“是。”
批阅工作进行五日,初步结果出炉。三千考生中,合格者约五百人,其中汉人占六成,契丹两成,渤海、女真各一成。这个比例基本合理,但萧慕云知道,放榜时必引争议。
她特别留意了几个人:大延琳,翻译科、诗赋皆优等,策论亦佳,综合第一;耶律重元,虽卷入作弊风波,但实际答卷尚可,中等偏上;还有几个寒门子弟,成绩优异,可圈可点。
八月十五,中秋,放榜日。
贡院外万头攒动。榜文贴在照壁上,红纸黑字,分外醒目。士子们挤在榜前,或欢呼雀跃,或垂头丧气。

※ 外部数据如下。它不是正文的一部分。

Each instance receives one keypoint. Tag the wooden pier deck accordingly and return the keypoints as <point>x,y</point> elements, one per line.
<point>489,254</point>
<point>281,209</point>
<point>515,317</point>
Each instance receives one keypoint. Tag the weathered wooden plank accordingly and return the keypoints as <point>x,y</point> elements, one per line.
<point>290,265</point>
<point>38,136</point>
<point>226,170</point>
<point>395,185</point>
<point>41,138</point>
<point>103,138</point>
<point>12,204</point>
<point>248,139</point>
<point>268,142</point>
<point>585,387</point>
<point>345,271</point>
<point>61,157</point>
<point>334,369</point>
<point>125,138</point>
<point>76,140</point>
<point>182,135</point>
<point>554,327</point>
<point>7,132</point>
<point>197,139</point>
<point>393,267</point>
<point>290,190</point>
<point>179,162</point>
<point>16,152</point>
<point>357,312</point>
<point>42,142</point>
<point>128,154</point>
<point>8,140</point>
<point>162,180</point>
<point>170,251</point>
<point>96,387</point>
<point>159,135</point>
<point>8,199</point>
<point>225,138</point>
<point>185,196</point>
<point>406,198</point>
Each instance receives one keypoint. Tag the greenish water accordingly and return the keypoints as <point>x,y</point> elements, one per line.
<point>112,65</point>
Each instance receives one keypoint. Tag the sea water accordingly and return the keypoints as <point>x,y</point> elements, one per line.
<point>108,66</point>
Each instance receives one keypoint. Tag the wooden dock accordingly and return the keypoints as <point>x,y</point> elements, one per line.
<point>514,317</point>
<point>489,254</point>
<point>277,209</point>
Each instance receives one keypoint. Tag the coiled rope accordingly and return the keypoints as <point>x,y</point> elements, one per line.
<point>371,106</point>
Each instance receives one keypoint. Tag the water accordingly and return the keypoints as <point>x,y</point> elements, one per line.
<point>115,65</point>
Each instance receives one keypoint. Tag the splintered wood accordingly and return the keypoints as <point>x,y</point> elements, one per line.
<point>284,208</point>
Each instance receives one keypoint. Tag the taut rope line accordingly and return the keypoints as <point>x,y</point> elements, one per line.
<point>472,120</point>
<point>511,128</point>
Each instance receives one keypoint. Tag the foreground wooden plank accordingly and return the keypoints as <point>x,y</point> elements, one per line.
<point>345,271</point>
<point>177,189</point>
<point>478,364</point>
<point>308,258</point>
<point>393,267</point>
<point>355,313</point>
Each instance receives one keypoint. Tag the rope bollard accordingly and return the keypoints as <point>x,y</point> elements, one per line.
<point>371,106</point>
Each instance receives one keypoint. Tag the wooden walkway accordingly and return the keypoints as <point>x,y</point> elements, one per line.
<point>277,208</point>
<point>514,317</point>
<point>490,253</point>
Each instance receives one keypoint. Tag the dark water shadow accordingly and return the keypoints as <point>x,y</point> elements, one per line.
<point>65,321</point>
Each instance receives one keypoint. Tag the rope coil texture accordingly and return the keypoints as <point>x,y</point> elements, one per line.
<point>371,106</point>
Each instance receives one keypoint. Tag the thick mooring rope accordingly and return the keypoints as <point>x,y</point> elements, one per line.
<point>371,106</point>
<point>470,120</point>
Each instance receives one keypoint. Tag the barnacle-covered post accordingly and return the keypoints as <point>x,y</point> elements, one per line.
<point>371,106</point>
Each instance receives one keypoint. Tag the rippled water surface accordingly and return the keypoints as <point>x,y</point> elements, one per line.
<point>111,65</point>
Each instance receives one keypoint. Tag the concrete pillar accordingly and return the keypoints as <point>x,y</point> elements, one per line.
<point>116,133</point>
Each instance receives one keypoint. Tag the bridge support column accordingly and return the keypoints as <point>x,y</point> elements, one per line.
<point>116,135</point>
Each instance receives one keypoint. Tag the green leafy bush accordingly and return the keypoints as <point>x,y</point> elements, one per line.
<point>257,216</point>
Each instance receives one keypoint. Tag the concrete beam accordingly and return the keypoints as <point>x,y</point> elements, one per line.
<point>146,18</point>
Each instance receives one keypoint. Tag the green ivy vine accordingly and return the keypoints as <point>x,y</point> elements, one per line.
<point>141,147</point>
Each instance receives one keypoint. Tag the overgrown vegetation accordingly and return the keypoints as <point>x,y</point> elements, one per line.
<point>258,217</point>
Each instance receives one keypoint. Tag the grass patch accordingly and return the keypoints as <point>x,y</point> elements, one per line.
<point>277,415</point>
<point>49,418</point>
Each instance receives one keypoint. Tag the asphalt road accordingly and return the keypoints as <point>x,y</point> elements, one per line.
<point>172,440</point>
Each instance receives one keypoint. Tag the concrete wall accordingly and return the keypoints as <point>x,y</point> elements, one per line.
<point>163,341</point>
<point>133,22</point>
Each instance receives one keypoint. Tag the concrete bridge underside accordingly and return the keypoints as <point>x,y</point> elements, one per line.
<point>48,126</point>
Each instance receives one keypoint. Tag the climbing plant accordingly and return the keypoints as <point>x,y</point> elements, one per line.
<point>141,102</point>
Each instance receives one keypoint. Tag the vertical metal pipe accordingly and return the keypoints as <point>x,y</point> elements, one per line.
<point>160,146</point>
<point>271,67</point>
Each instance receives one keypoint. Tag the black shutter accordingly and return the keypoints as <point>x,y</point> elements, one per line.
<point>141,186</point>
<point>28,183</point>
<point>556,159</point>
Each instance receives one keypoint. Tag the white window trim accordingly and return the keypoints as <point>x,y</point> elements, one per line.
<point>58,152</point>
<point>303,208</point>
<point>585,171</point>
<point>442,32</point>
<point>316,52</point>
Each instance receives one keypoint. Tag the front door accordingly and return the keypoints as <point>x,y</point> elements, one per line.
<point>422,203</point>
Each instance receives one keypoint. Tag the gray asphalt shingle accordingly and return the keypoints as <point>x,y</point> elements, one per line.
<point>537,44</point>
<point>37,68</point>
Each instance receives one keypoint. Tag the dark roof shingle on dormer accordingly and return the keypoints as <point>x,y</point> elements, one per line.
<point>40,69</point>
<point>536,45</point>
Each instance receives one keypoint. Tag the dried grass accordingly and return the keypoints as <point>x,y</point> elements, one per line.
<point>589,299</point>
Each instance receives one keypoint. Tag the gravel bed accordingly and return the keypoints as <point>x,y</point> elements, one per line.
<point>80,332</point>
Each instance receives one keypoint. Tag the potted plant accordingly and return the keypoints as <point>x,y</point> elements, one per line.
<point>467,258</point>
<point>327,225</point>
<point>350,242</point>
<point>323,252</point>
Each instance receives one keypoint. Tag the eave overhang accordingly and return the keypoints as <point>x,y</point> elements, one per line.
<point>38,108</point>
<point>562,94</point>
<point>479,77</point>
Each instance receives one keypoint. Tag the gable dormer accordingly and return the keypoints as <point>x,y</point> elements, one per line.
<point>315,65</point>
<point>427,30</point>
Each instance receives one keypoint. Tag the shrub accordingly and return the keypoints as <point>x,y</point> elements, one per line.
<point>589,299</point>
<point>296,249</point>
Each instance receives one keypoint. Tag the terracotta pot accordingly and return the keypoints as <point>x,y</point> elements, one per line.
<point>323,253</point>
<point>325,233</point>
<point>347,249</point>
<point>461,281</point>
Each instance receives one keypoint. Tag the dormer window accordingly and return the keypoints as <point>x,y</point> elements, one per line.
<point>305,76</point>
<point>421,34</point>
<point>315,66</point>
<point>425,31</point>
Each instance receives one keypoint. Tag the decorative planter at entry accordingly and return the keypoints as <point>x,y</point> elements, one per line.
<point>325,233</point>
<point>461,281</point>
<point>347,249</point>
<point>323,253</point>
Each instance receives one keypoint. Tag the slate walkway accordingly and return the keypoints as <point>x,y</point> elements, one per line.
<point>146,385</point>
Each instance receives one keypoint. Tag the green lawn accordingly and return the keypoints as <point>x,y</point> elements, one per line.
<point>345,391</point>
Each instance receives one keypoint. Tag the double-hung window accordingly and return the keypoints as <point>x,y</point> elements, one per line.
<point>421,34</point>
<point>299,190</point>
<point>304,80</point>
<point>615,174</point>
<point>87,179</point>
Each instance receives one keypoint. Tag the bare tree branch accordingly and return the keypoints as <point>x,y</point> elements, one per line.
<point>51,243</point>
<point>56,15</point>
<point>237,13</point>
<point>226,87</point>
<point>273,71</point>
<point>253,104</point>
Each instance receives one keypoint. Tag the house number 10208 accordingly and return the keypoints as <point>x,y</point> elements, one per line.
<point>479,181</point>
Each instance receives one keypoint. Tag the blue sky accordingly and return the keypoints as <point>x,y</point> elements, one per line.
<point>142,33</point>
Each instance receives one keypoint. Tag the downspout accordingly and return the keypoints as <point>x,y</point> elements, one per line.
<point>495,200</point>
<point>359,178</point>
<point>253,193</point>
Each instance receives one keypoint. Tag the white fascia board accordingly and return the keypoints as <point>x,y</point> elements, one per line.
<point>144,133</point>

萧慕云在明远楼上观察。她看见大延琳挤到榜前,看到自己名列榜首时,先是怔住,随即眼眶发红,深深一揖。几个寒门子弟相拥而泣。耶律重元则面色复杂,既喜且愧。
但也有不满者。几个契丹士子见榜上汉人居多,愤然嚷道:“不公平!定是偏袒汉人!”
周围汉人士子不服,双方争执起来。眼看要起冲突,兵丁上前制止。
萧慕云下楼,走到人群前。喧哗渐止。
“诸位,”她朗声道,“科举取士,唯才是举。所有试卷糊名誊录,考官不知考生身份,何来偏袒?若有疑问,可申请查阅答卷副本,复核成绩。”
她命人抬出几箱答卷副本,当众展示。质疑者翻阅后,发现确实评卷公正,无话可说。
风波暂平。但萧慕云知道,这只是开始。
放榜后三日,及第士子需到礼部报到,准备参加殿试。萧慕云特意召见了大延琳。
这青年约二十五岁,举止得体,谈吐文雅。萧慕云问他:“你通契丹、汉、渤海三语,师从何人?”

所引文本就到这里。